Dirichlet with some excluded

Hello

I would like to use a Dirichlet distribution where some of the entries in each observation are not included. It’s easiest to look through the example.

size = 32, 8
X = np.random.rand(*size) * np.arange(1, size[1]+1)
mask = np.random.rand(*size)>0.2
X = X * mask
X = X / X.sum(1)[:, None]
eps = 1e-6
X = np.clip(X, eps, 1-eps)

def model(X=None):
    unit_mean = numpyro.sample('unit_mean', dist.Normal(0, 1))
    unit_scale = numpyro.sample('unit_scale', dist.Exponential(1))
    unit_pre = numpyro.sample('unit_pre', dist.Normal(0., 1.5).expand([size[1]]))
    unit = numpyro.deterministic('unit_unconstrained', unit_mean + unit_scale*unit_pre)
    unit = numpyro.deterministic('unit', jax.nn.softplus(unit))
    obs = numpyro.sample('obs', dist.Dirichlet(unit), obs=X)
hmc = MCMC(NUTS(model, target_accept_prob=0.95), num_warmup=1000, num_samples=1000, num_chains=4)
hmc.run(random.PRNGKey(0), extra_fields=("z", "energy", "diverging"), X=X)
ppc = Predictive(model, hmc.get_samples())(random.PRNGKey(1), )
idata = az.from_numpyro(hmc, posterior_predictive=ppc)
print(az.summary(idata, var_names=['~pre', '~unconstrained'], filter_vars='regex'))

How can I use mask in the model?

One bulky approach would be to use a separate observed dist.Dirichlet for each row where I could manually remove the entries where mask=False but I am hoping there is a cleaner method you can point me to.

def model2(mask, X=None):
    unit_mean = numpyro.sample('unit_mean', dist.Normal(0, 1))
    unit_scale = numpyro.sample('unit_scale', dist.Exponential(1))
    unit_pre = numpyro.sample('unit_pre', dist.Normal(0., 1.5).expand([size[1]]))
    unit = numpyro.deterministic('unit_unconstrained', unit_mean + unit_scale*unit_pre)
    unit = numpyro.deterministic('unit', jax.nn.softplus(unit))
    for j, (x, mask_row) in enumerate(zip(X, mask)):
        this_loc = unit[mask_row]
        this_X = x[mask_row]
        obs = numpyro.sample(f'obs{j}', dist.Dirichlet(this_loc), obs=this_X)

@nkaimcaudle I guess you can use the mask method: dist.Dirichlet(this_loc).mask(mask).

I would like something that doesn’t require me to create the loop over the rows.
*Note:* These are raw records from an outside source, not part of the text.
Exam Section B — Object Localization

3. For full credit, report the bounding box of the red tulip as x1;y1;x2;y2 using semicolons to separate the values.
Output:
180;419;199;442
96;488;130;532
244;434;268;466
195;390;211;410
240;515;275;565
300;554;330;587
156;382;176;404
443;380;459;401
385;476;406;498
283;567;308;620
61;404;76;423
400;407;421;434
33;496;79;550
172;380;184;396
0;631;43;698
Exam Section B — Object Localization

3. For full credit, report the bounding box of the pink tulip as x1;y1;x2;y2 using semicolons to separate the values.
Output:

The mask method with loop does work but it is many times slower than the non-loop.

I tried the below but it fails

def model3(mask, X=None):
    unit_mean = numpyro.sample('unit_mean', dist.Normal(0, 1))
    unit_scale = numpyro.sample('unit_scale', dist.Exponential(1))
    unit_pre = numpyro.sample('unit_pre', dist.Normal(0., 1.5).expand([size[1]]))
    unit = numpyro.deterministic('unit_unconstrained', unit_mean + unit_scale*unit_pre)
    unit = numpyro.deterministic('unit', jax.nn.softplus(unit))
    obs = numpyro.sample('obs', dist.Dirichlet(unit).mask(mask), obs=X)
hmc = MCMC(NUTS(model3, target_accept_prob=0.95), num_warmup=1000, num_samples=1000, num_chains=4)
hmc.run(random.PRNGKey(0), extra_fields=("z", "energy", "diverging"), X=X, mask=mask)
ppc = Predictive(model, hmc.get_samples())(random.PRNGKey(1), )
idata3 = az.from_numpyro(hmc, posterior_predictive=ppc)
az.summary(idata3, var_names=['~pre', '~unconstrained'], filter_vars='regex')

the error message is

ValueError: Incompatible shapes for broadcasting: ((100, 8), (1, 100))

if I change the likelihood to this then it does work, but gives incorrect results

obs = numpyro.sample('obs', dist.Dirichlet(unit).mask(mask.T), obs=X)

@nkaimcaudle Usually, you don’t need to use for loop. Could you print out the shapes of unit, mask, X so I can have a better idea of what is going on?

You can use the code in my first post to generate fake data, X and mask are defined there. unit is defined within the model code

Oh, we have mask.shape == X.shape == (32, 8). I think it will not work for Dirichlet distribution. Here we have (32,) dirichlet samples, while the mask is (32, 8). .mask() only applies for batch dimensions, i.e. (32,) in this case, so the error happens. IIUC, you have a collection of Dirichlet samples, which have different shapes, and you want to construct a model for those samples. This is tricky. I don’t know if we have an easy solution for this.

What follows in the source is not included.